After attending Linuxfest Northwest 2019 where both Allan Jude and Jim Salter gave excellent talks about ZFS, I finally gave in and decided to implement ZFS on my server. I wonder if being a ZFS junkie is a TechSnap host pre-requisite? Here's a short article giving a ZFS 101 intro and list of commands in one place.
ZFS on Linux
As of today the only distro that ships ZFS is Ubuntu. There is a full explanation of the drama surrounding the licensing involved if you're interested here.

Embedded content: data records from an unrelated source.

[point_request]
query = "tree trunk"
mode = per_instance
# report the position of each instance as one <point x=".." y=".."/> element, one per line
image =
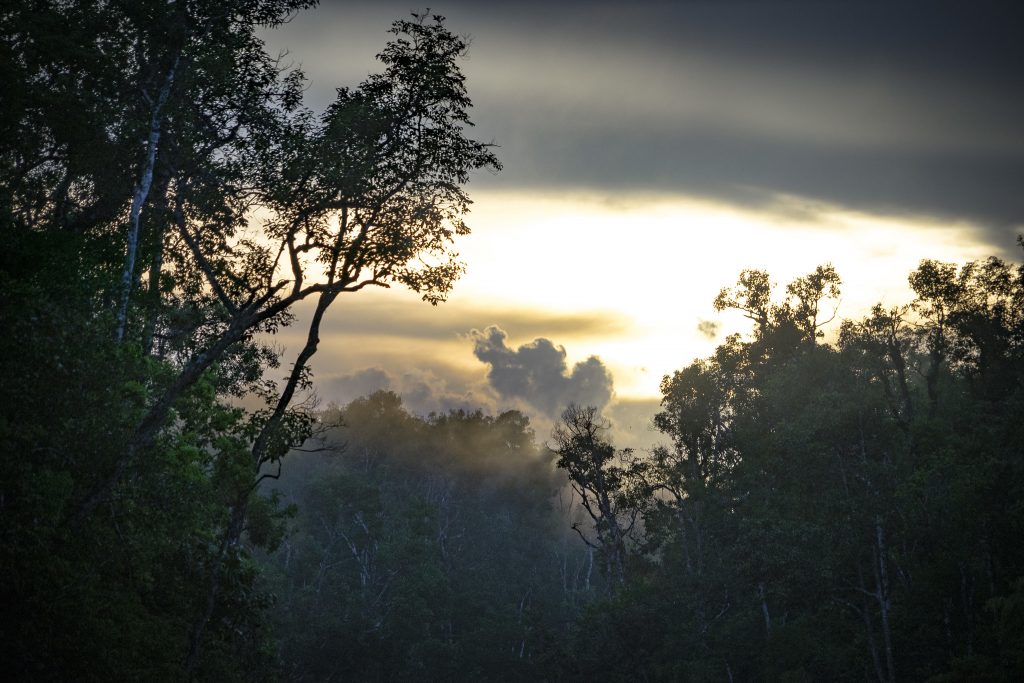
<point x="139" y="198"/>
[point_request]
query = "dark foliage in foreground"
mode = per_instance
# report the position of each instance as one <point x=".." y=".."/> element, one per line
<point x="848" y="510"/>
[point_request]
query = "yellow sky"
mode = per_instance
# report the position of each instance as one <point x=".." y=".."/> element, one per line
<point x="627" y="280"/>
<point x="653" y="264"/>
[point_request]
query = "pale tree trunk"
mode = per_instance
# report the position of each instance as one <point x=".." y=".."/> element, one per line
<point x="139" y="198"/>
<point x="882" y="593"/>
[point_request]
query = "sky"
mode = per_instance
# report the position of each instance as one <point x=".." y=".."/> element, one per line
<point x="653" y="150"/>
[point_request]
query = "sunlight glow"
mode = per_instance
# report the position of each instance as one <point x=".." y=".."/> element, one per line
<point x="660" y="261"/>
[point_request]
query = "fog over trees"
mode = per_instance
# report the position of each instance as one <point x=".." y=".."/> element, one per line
<point x="174" y="504"/>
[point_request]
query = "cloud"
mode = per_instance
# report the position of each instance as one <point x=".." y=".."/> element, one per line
<point x="423" y="390"/>
<point x="384" y="313"/>
<point x="877" y="107"/>
<point x="537" y="373"/>
<point x="709" y="329"/>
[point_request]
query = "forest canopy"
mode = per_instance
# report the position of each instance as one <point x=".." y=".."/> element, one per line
<point x="838" y="505"/>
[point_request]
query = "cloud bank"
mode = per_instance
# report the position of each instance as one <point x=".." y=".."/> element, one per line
<point x="538" y="374"/>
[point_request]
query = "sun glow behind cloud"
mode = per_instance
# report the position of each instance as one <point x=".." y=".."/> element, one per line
<point x="658" y="262"/>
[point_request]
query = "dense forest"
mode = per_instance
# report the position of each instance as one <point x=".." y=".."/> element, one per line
<point x="832" y="501"/>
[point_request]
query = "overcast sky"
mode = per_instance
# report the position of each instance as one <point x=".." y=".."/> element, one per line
<point x="864" y="128"/>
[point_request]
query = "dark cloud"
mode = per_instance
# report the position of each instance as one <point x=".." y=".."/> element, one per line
<point x="424" y="389"/>
<point x="409" y="317"/>
<point x="900" y="108"/>
<point x="537" y="373"/>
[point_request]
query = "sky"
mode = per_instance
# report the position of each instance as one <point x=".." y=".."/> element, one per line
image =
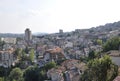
<point x="48" y="16"/>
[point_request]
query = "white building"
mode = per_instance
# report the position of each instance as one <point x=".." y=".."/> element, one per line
<point x="9" y="40"/>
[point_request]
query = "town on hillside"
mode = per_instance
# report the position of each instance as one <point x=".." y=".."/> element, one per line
<point x="81" y="55"/>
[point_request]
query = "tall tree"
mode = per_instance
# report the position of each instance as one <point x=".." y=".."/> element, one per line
<point x="32" y="55"/>
<point x="100" y="70"/>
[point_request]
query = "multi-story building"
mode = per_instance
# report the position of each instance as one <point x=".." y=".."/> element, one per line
<point x="28" y="35"/>
<point x="9" y="40"/>
<point x="55" y="54"/>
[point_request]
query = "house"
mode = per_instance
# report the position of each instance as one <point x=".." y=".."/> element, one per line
<point x="9" y="40"/>
<point x="54" y="54"/>
<point x="117" y="78"/>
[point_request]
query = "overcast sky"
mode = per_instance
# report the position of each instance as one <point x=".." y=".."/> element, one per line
<point x="51" y="15"/>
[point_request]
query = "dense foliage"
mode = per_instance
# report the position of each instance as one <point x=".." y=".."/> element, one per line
<point x="100" y="69"/>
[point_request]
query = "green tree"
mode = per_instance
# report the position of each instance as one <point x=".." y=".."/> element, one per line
<point x="2" y="79"/>
<point x="34" y="74"/>
<point x="2" y="71"/>
<point x="112" y="44"/>
<point x="16" y="75"/>
<point x="18" y="53"/>
<point x="101" y="69"/>
<point x="31" y="55"/>
<point x="91" y="55"/>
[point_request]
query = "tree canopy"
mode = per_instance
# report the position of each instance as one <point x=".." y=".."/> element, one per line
<point x="101" y="69"/>
<point x="16" y="75"/>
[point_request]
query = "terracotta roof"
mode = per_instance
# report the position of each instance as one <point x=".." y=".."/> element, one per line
<point x="55" y="50"/>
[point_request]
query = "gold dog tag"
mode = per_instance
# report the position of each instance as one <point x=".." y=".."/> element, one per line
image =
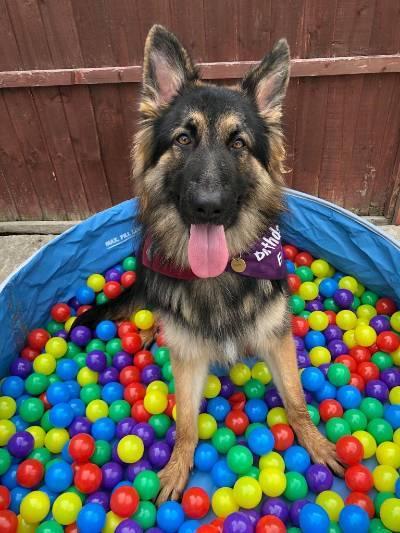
<point x="238" y="264"/>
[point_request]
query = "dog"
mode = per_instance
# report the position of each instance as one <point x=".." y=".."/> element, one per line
<point x="207" y="169"/>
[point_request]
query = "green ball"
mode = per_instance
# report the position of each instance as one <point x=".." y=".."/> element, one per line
<point x="223" y="440"/>
<point x="118" y="410"/>
<point x="147" y="483"/>
<point x="381" y="430"/>
<point x="296" y="486"/>
<point x="145" y="515"/>
<point x="239" y="459"/>
<point x="102" y="453"/>
<point x="254" y="389"/>
<point x="337" y="427"/>
<point x="31" y="410"/>
<point x="338" y="374"/>
<point x="160" y="423"/>
<point x="36" y="383"/>
<point x="356" y="419"/>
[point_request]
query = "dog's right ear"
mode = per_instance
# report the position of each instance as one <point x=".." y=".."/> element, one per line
<point x="167" y="67"/>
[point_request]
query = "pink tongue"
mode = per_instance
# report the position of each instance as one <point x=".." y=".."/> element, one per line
<point x="208" y="252"/>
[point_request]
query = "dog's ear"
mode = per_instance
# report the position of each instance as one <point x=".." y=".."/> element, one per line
<point x="167" y="66"/>
<point x="267" y="82"/>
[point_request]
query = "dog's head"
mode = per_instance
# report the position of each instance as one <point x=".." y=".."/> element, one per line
<point x="208" y="160"/>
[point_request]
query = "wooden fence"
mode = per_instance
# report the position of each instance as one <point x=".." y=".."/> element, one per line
<point x="69" y="86"/>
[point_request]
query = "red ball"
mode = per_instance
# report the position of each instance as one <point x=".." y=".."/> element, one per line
<point x="112" y="289"/>
<point x="349" y="450"/>
<point x="37" y="338"/>
<point x="358" y="478"/>
<point x="88" y="477"/>
<point x="5" y="497"/>
<point x="330" y="409"/>
<point x="237" y="421"/>
<point x="30" y="473"/>
<point x="60" y="312"/>
<point x="195" y="502"/>
<point x="270" y="524"/>
<point x="131" y="343"/>
<point x="363" y="501"/>
<point x="388" y="341"/>
<point x="283" y="435"/>
<point x="81" y="447"/>
<point x="124" y="501"/>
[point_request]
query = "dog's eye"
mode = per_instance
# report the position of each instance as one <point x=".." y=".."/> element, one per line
<point x="183" y="139"/>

Ubuntu simply requires a couple of user space tools be installed where all other major Linux distros require the use of DKMS kernel modules. DKMS is an OK-ish solution but requires the kernel module be recompiled whenever a kernel update is shipped. No thanks!
Installation of the user space tools is simple. A full wiki post from Canonical is available here. But the TL;DR is this:
apt install zfsutils-linux
Basic Commands
For a great explanation of why you should be using mirrors see Jim's blog.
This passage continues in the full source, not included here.